Laisser la place à ce genre de pratiques n’est pas sans risques. Risques qui nous concernent tous pourtant peu en sont encore conscients et en ont saisi l’ampleur. En matière de sécurité et de confort par exemple. Les logements Airbnb ne sont pas soumis aux mêmes normes que les chambres d’hôtel, volontairement strictes pour protéger les voyageurs. Un extincteur et une installation électrique aux normes, serait-ce trop demander ? Côté confort, les plaintes des riverains pour nuisances sonores à l’encontre des logements Airbnb vont crescendo. En plus de cela, ces locations sauvages vident nos quartiers de leur population, les appartements étant désormais réservés aux locations de courtes durées. Phénomène qui entraine fatalement une hausse des prix de l’immobilier.

Challenge accepté…

Si nous sommes tous conscients de vivre dans un pays magnifique tant par ses paysages que par son art de vivre, bien peu ont intégré que le tourisme représente 7 % du PIB et 2,2 millions d’emplois directs. Pris au sérieux dans les principales destinations touristiques concurrentes, il faut bien reconnaitre que tel n’est hélas pas encore le cas en France. Pourtant, le tourisme contribue non seulement à l’économie de la France, mais aussi à son rayonnement et son attractivité.
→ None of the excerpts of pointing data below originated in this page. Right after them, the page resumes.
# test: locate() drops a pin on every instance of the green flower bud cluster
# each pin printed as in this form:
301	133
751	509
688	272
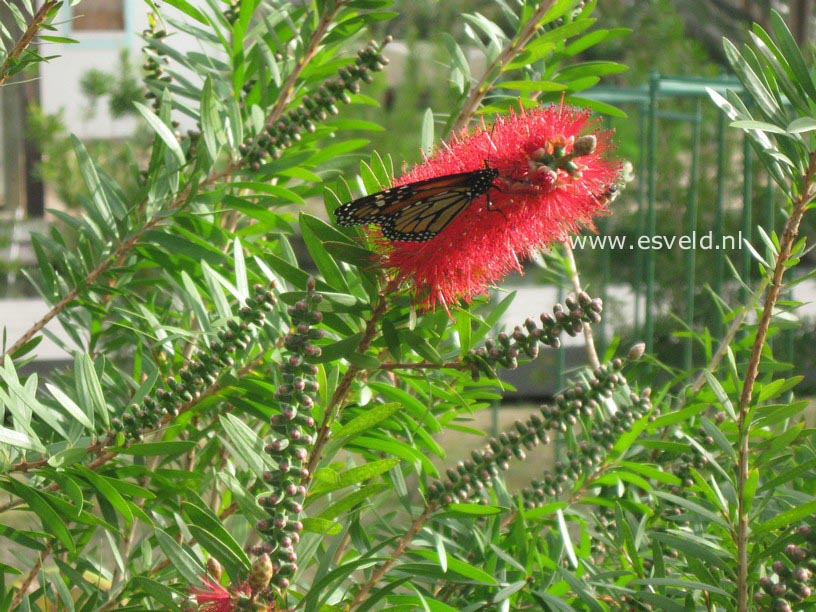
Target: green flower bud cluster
283	132
589	454
155	77
294	435
199	373
793	578
233	11
507	348
473	476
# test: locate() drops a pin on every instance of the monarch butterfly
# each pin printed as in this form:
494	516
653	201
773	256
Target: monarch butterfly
418	211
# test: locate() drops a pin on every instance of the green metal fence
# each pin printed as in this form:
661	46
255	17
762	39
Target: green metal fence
718	161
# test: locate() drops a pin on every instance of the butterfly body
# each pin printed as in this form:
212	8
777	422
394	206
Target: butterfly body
418	212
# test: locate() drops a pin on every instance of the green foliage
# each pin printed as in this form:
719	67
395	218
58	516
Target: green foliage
20	23
269	417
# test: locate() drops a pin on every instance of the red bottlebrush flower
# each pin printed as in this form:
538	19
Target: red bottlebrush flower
215	598
552	180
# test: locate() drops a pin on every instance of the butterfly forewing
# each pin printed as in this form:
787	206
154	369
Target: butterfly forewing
417	212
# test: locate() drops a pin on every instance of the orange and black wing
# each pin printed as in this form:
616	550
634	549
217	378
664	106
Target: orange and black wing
417	212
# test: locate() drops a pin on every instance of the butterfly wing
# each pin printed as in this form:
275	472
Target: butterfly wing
417	212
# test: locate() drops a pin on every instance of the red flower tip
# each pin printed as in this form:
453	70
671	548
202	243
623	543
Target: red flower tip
553	178
215	598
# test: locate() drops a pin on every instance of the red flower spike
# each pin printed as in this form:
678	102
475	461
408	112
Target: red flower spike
215	598
547	189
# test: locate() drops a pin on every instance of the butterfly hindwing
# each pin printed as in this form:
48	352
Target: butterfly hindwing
418	211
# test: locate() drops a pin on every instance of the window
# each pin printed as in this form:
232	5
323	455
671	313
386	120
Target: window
94	15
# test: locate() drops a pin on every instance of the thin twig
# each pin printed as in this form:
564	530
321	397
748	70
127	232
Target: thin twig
416	527
592	353
344	386
786	242
18	596
425	365
479	90
26	39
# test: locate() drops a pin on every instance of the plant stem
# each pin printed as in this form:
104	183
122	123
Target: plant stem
25	40
416	526
479	90
344	386
18	596
592	353
789	236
Le fait que nos clients se voient offrir une alternative, une chambre ou un appartement chez l’habitant, est un challenge supplémentaire que nous devons relever. Nous y sommes non seulement prêts, mais motivés, car l’idée est bien d’accueillir encore plus de monde. À nous d’arriver à convaincre nos hôtes du bien-fondé et des avantages de nos établissements.

Mais, bien sûr, la concurrence doit être saine : aujourd’hui les plateformes ont réussi, car elles ont foncé tête baissée dans les failles et les flous juridiques, et ce à la célérité du net. Elles mettent à mal le secteur entier alors qu’elles pourraient contribuer grandement, comme nous, à son essor.

Vers un modèle pérenne

La confrontation n’est pas celle de l’ancien et du nouveau, mais plutôt celle de David contre Goliath. La fronde de David étant tenue par les hôteliers et la lance de Goliath par une multinationale de 30 milliards de dollars accompagnée de son puissant bouclier de lobbys.
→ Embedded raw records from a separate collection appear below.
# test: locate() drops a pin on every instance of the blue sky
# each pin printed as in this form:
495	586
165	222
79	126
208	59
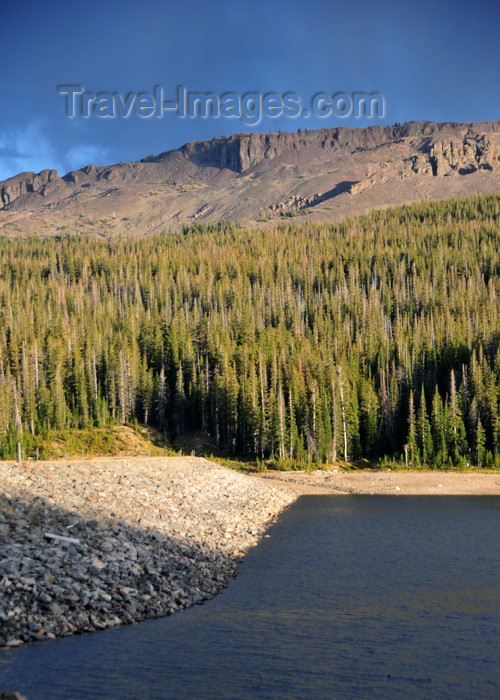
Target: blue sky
430	60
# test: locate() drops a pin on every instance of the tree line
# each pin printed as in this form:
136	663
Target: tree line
306	342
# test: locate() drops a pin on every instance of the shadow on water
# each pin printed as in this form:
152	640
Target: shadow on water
350	596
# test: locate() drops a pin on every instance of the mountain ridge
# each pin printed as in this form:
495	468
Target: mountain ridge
252	177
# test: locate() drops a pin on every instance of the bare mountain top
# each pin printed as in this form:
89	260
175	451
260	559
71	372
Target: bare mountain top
320	175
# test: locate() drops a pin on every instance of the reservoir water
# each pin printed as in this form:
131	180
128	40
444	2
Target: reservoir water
349	597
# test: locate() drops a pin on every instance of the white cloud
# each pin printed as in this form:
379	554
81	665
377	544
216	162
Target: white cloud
26	149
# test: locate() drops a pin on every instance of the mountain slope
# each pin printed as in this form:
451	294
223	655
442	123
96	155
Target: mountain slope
321	175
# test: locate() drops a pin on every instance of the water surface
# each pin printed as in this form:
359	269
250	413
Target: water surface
350	597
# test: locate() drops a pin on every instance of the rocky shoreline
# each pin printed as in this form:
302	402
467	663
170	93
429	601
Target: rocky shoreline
89	545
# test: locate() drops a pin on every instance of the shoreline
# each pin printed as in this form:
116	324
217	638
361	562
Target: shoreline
85	546
403	483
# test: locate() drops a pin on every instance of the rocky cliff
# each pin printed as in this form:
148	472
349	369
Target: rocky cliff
326	173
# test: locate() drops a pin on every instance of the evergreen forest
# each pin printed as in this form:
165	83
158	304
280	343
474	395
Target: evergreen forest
376	337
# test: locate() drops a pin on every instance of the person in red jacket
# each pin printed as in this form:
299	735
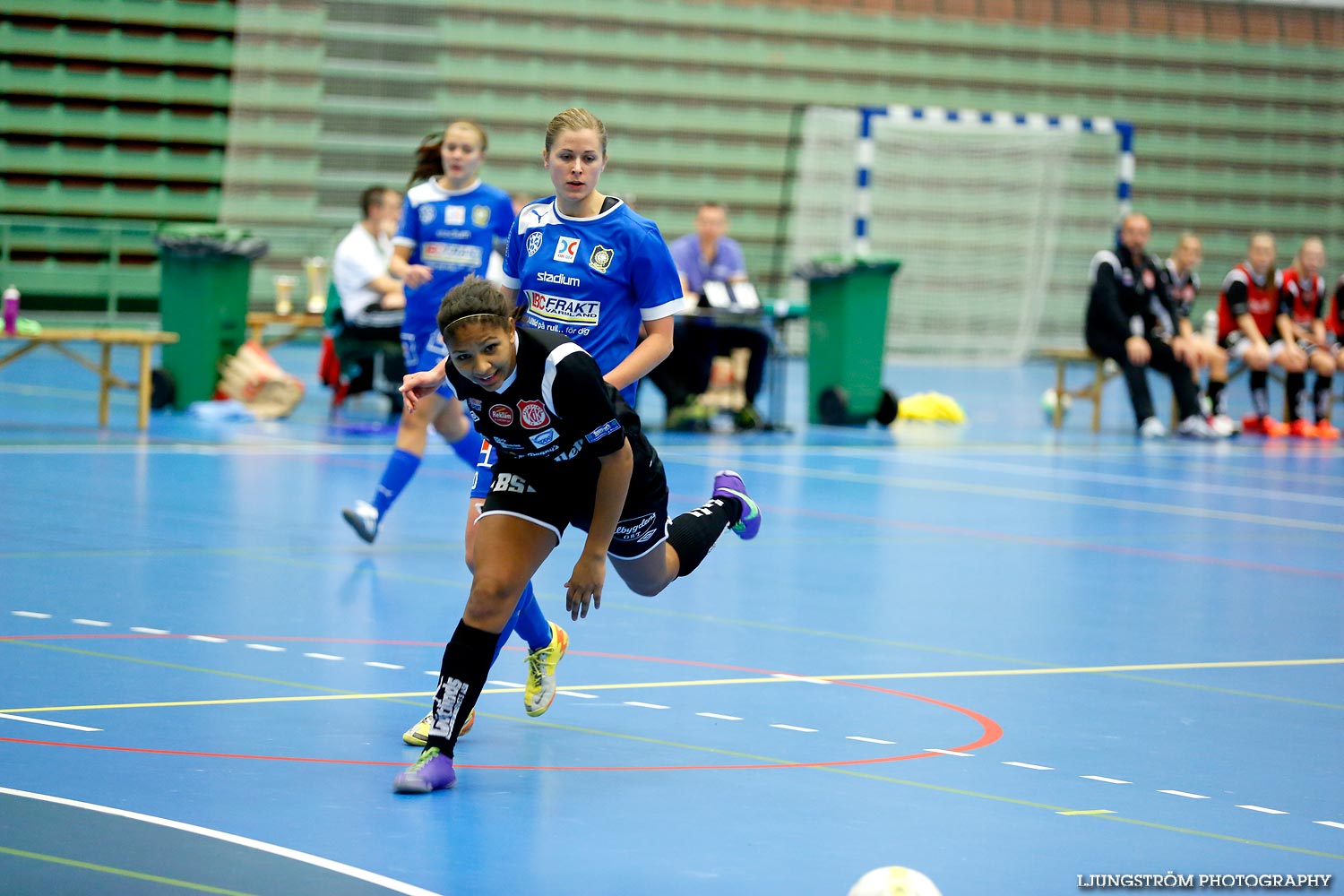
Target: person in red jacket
1303	324
1247	314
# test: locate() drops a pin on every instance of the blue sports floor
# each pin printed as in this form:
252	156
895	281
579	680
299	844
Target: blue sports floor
999	656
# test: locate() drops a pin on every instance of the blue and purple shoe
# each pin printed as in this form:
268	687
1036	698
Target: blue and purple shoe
730	485
432	771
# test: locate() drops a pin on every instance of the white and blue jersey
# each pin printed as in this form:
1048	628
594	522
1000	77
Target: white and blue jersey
591	280
451	231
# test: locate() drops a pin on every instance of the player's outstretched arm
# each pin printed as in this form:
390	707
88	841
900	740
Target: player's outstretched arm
589	575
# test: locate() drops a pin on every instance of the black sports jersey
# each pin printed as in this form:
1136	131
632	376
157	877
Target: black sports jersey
556	406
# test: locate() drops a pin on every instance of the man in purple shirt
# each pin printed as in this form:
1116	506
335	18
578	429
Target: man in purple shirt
707	254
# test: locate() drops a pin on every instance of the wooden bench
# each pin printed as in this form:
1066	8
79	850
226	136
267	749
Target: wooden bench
296	324
105	338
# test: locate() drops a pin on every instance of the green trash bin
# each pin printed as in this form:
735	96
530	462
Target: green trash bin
204	276
847	331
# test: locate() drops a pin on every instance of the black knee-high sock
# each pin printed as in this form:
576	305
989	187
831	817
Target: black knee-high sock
1260	392
694	532
1215	395
461	677
1322	397
1296	387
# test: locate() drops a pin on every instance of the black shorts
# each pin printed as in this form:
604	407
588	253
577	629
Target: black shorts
556	495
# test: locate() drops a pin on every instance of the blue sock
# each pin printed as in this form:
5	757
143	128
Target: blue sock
529	622
400	470
470	446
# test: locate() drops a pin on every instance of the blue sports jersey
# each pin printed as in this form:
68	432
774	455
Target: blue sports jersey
593	280
451	231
Le respect des règles et la transparence ne doivent pas effrayer les plateformes. Bien au contraire C’est une condition sine qua non de leur pérennité. Pour se développer durablement, les plateformes, qui génèrent en fait très peu d’emplois, ne doivent pas dévaster un secteur majeur pour la France, mais bien contribuer à son développement. Il semble périlleux d’attendre faillites et licenciements en cascade pour agir, ni d’ailleurs la défiguration des villes. Les habitudes de consommation changent et il n’est pas question de s’y opposer, mais bien d’accompagner ce mouvement avec la passion qui nous anime au quotidien. Mais nous devons le faire à armes égales, base même du libéralisme. Il en va de l’image de la France, de son PIB, et des 2.2 millions d’emplois de son secteur touristique…


Patrick Hayat

Patrick Hayat, 48 ans, est diplômé de l’ESCP et de l’Université de Cornell située dans l’État de New York. Après un parcours chez Unilever et TF1 Publicité,  Patrick Hayat devient consultant dans la commercialisation digitale hôtelière et fonde une structure qui compte aujourd’hui 7 boutiques hôtels à Paris. Il est l’un des membres fondateurs de l’Association pour un hébergement et un tourisme professionnels (Ahtop) et préside le Groupe ESCP Tourisme.